Colorized scanning electron micrograph of a cell (blue) heavily infected with SARS-CoV-2 virus particles (red), isolated from a patient sample. Image captured at the NIAID Integrated Research Facility (IRF) in Fort Detrick, Maryland.

The candidate vaccine, mRNA-1273, was co-developed by scientists at the NIAID Vaccine Research Center and at Moderna, Inc., Cambridge, Massachusetts. The animal study results published online today in the New England Journal of Medicine complement recently reported interim results from an NIAID-sponsored Phase 1 clinical trial of mRNA-1273. The candidate mRNA-1273 vaccine is manufactured by Moderna.

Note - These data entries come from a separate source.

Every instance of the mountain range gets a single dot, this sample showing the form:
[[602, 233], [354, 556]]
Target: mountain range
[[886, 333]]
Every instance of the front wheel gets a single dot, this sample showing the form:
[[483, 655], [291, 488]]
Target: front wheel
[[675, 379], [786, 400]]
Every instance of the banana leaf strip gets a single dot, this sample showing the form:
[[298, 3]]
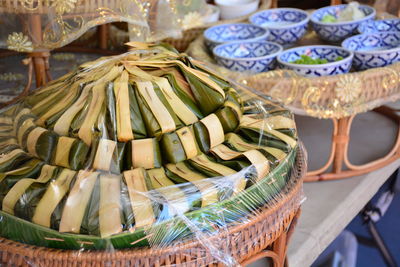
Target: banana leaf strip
[[76, 203], [182, 90], [207, 99], [145, 153], [228, 118], [90, 222], [66, 121], [8, 179], [110, 206], [183, 173], [23, 192], [155, 124], [173, 150], [240, 144], [13, 159], [128, 219], [57, 109], [141, 204], [54, 194], [176, 202], [42, 143], [188, 140]]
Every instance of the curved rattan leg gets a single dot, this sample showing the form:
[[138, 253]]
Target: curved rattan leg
[[263, 254], [314, 175], [341, 141], [392, 155]]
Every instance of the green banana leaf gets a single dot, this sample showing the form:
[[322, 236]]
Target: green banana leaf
[[233, 209]]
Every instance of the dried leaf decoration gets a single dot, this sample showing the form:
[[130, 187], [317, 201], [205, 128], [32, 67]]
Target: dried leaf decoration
[[17, 41], [63, 6]]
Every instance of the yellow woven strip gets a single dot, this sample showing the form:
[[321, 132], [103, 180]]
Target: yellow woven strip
[[23, 112], [188, 142], [143, 153], [63, 149], [33, 138], [110, 205], [77, 201], [141, 205], [158, 109], [124, 128], [224, 152], [63, 123], [22, 185], [104, 153], [23, 128], [52, 197], [180, 108], [215, 129], [259, 161]]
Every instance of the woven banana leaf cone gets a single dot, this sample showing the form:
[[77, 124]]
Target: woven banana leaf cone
[[142, 149]]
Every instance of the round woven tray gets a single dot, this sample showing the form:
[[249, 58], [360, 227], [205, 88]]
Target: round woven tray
[[242, 241], [339, 98]]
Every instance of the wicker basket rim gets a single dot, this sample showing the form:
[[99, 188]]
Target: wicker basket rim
[[294, 191]]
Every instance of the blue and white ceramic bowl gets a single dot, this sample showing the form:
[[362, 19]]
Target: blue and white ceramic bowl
[[372, 50], [224, 33], [286, 25], [251, 56], [384, 25], [337, 32], [317, 51]]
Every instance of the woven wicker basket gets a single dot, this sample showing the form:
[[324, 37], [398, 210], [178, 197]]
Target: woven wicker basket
[[245, 240], [191, 34]]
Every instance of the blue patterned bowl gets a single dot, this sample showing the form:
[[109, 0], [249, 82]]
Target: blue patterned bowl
[[385, 25], [224, 33], [372, 50], [286, 25], [317, 51], [249, 56], [337, 32]]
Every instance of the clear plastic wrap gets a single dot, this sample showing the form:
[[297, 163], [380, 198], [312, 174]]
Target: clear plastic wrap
[[147, 150]]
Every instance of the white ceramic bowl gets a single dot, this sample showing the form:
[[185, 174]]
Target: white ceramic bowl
[[231, 9], [286, 58]]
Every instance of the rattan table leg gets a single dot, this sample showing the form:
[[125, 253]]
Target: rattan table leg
[[103, 33], [341, 140], [277, 251]]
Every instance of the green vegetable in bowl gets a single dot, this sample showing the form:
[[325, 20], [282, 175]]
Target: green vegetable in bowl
[[307, 60], [329, 18]]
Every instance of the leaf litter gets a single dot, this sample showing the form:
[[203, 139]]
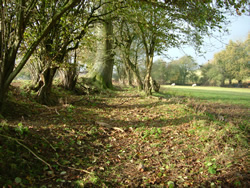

In this study, three groups of eight rhesus macaques received two injections of 10 or 100 micrograms (µg) of mRNA-1273 or a placebo. Injections were spaced 28 days apart. Vaccinated macaques produced high levels of neutralizing antibodies directed at the surface spike protein used by SARS-CoV-2 to attach to and enter cells. Notably, say the investigators, animals receiving the 10-µg or 100-µg dose vaccine candidate produced neutralizing antibodies in the blood at levels well above those found in people who recovered from COVID-19.